The steering wheel nut is loosened (but not completely unscrewed). When the steering wheel swings from side to side, it is tightened until it stops against the nut. Then you should align the car's wheels and ensure that the steering wheel is straight. The pin is removed and inserted into the switch block below the steering wheel.

The steering wheel must be locked at this time. Next, the wires are removed and the steering wheel is pulled out. All elements are checked and lubricated. The steering wheel is assembled in the reverse order.

Every Lada Kalina car owner will sooner or later be faced with the problem of steering rack failure and repair. Of course, experts and auto mechanics recommend changing this element, but not everyone can buy this element, so repair is the way out.

Video about steering rack repair on Lada Kalina:

The video material will tell you how to repair the steering rack, give basic recommendations and assembly features.

Steering of Lada Granta

It is designed to control the car while driving. Structurally, it consists of the following main elements:

The work of the mechanical part is that the driver acts on the steering wheel, the impulse through the steering mechanism and rack transmits force to the front wheels through the levers, and the car turns in the desired direction. A characteristic feature of a passenger car steering wheel is its smaller diameter (compared to a truck). The design of the mechanism also differs. The steering of the Lada Granta is complemented by an electric booster. The steering wheel can be adjusted in height. Unfortunately, there are no settings for departure.

The steering mechanism of the Lada Granta is rack-and-pinion type, the simplest and most inexpensive option.

The drive is mechanical, structurally consisting of levers, rods and hinges. For more efficient and convenient control, the Lada Granta is equipped with an electric amplifier. This is a complex mechanism that provides force through the use of electricity. An electric power steering, or simply EPS, is used to improve dynamic characteristics and controllability. And, according to some data, it allows you to save fuel by increasing the vehicle’s maneuverability.

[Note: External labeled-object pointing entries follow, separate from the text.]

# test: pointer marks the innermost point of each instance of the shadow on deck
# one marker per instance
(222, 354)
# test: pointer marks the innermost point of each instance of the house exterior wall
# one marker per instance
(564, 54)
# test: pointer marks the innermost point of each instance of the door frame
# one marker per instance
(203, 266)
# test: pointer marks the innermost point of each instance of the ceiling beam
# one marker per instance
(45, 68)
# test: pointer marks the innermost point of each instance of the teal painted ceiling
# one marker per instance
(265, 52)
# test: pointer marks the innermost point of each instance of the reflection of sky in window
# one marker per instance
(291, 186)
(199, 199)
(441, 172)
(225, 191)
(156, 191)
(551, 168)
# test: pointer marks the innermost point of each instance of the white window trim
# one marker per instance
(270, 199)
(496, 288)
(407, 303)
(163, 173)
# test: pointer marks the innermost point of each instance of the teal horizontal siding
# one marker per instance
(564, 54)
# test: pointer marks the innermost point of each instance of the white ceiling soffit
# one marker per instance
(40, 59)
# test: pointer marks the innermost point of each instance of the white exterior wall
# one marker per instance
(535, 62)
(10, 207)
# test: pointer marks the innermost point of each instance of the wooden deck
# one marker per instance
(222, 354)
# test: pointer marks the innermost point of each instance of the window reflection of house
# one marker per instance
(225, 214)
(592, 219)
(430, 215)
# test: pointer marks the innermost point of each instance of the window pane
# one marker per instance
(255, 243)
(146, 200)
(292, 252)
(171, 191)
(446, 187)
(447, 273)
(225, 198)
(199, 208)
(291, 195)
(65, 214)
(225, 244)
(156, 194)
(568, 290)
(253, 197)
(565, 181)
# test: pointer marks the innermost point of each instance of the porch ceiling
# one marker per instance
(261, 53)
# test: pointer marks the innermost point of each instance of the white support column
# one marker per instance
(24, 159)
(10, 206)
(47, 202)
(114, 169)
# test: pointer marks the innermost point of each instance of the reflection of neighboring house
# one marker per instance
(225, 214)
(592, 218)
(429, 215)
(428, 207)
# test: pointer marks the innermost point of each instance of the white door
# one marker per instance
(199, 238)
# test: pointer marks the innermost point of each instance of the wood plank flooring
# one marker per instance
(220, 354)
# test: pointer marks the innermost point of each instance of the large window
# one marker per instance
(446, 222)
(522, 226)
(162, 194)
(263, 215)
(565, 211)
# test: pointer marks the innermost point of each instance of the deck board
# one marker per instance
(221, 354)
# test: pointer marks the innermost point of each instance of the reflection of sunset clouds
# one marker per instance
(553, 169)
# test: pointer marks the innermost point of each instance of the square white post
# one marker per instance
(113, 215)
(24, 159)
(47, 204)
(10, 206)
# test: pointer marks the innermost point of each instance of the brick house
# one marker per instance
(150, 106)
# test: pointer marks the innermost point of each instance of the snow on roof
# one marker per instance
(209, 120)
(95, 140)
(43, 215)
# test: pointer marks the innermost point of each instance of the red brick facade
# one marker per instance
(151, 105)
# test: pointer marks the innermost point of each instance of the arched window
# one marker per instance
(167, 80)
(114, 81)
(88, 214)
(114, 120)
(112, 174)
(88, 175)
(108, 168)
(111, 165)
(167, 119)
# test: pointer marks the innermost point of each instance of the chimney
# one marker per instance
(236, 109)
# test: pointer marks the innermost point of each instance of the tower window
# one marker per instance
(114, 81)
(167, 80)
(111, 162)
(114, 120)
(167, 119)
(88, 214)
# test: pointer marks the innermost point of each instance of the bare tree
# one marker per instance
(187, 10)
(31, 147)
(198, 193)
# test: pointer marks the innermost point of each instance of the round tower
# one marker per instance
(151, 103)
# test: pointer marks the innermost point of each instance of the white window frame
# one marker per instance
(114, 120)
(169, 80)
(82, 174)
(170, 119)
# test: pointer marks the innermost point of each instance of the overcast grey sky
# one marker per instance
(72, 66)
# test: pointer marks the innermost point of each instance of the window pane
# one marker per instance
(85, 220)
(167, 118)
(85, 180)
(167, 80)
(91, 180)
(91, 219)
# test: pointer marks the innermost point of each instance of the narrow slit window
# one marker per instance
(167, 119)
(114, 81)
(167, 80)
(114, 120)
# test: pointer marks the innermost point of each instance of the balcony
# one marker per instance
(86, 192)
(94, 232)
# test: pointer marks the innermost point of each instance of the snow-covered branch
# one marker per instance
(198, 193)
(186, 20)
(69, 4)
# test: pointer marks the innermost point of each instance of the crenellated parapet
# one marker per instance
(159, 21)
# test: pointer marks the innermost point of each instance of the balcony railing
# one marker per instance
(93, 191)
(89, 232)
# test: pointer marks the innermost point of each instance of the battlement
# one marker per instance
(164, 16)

Steering mechanism malfunctions and their elimination

The steering mechanism of the Lada Granta is quite reliable and rarely causes problems for the owner. However, this does not mean that problems do not occur at all. There are problems. And you need to know how to eliminate them.

Cause of problems

Elimination

Like the braking system, engine operation and other important components and assemblies, the steering system must be periodically inspected for malfunctions. If there are no signs, protective boots and other smaller structural parts must be inspected. The steering rack of the Lada Granta is a key control mechanism. It is thanks to this that the car is controlled by turning the wheel.

Not only the comfort of control, but also the safety of the driver and his passengers depends on the serviceability of the steering mechanism. Unit problems must be diagnosed and corrected in a timely manner.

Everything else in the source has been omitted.